Consider a sphere upon a plane (say $\mathbb{R}^2$). Let $C$ be the center of the sphere. Consider the lower hemisphere plus the boundary (bowl) and project lines from $C$ across the surface until they intersect the plane. We have a bijection between the bowl without border and $\mathbb{R}^2$. If we associate a direction to each pair of antipodal points on the boundary, we get a bijection between the bowl and $\mathbb{R}^2 \cup \{\mathrm{directions}\}$ (essentially, these are two models of the real projective plane)
Trying to make this bijection a homeomorphism, what kind of topology should be defined upon the bowl and $\mathbb{R}^2 \cup \{\mathrm{directions}\}$?
The slickest way to do this is simply to use quotient topologies.

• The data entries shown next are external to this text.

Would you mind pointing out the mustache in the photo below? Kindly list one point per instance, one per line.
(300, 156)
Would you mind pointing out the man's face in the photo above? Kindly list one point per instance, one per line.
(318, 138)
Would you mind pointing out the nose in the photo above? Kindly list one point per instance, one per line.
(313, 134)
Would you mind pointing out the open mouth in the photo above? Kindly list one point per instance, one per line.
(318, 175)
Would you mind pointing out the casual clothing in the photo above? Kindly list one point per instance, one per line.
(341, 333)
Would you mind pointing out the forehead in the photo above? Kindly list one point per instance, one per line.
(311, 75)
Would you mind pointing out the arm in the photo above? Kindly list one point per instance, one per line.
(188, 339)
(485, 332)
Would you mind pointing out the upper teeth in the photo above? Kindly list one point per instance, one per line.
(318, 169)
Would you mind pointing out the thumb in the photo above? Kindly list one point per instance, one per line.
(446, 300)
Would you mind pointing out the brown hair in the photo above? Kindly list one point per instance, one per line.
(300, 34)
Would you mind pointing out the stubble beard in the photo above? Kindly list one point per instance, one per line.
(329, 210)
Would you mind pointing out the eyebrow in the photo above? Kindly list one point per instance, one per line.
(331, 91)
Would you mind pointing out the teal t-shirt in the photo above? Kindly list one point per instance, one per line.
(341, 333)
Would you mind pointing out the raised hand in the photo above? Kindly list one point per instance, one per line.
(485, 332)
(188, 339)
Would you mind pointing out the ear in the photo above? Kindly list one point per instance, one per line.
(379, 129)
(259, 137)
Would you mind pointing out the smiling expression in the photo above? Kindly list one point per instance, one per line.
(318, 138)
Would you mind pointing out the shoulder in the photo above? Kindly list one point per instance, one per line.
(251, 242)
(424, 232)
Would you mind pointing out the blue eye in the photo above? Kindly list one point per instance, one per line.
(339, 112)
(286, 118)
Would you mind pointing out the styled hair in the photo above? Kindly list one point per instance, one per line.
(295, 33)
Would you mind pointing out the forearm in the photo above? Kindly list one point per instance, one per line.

On the bowl itself, use the quotient topology under which each border point of the bowl is identified with the antipodal border point. You obtain a quotient map $$q : \text{(bowl)} \to \text{(quotient space of the bowl)} $$ From this you also a bijection $$F : \text{(quotient space of the bowl)} \to \mathbb{R}^2 \cup \{\text{directions}\} $$ Using the bijection $F$, declare a subset $A \subset \mathbb{R}^2 \cup \{\text{directions}\}$ to be open if and only if it $F^{-1}(A)$ is an open subset of the quotient space of the bowl, if and only if $q^{-1}(F^{-1}(A))$ is an open subset of the bowl itself.
One thing you can observe is that $F \circ q$ is the same as the central projection that you describe, restricted to the bowl minus its border and with image being $\mathbb{R}^2$. It follows that if $A \subset \mathbb{R}^2$ then $A$ is an open subset of $\mathbb{R}^2$ if and only if $q^{-1}(F^{-1}(A))$ is an open subset of the bowl minus its border.
If this answer is a little too slick, it is also possible to describe more directly a basis for the topology on $\mathbb{R}^2 \cup \{\text{directions}\}$.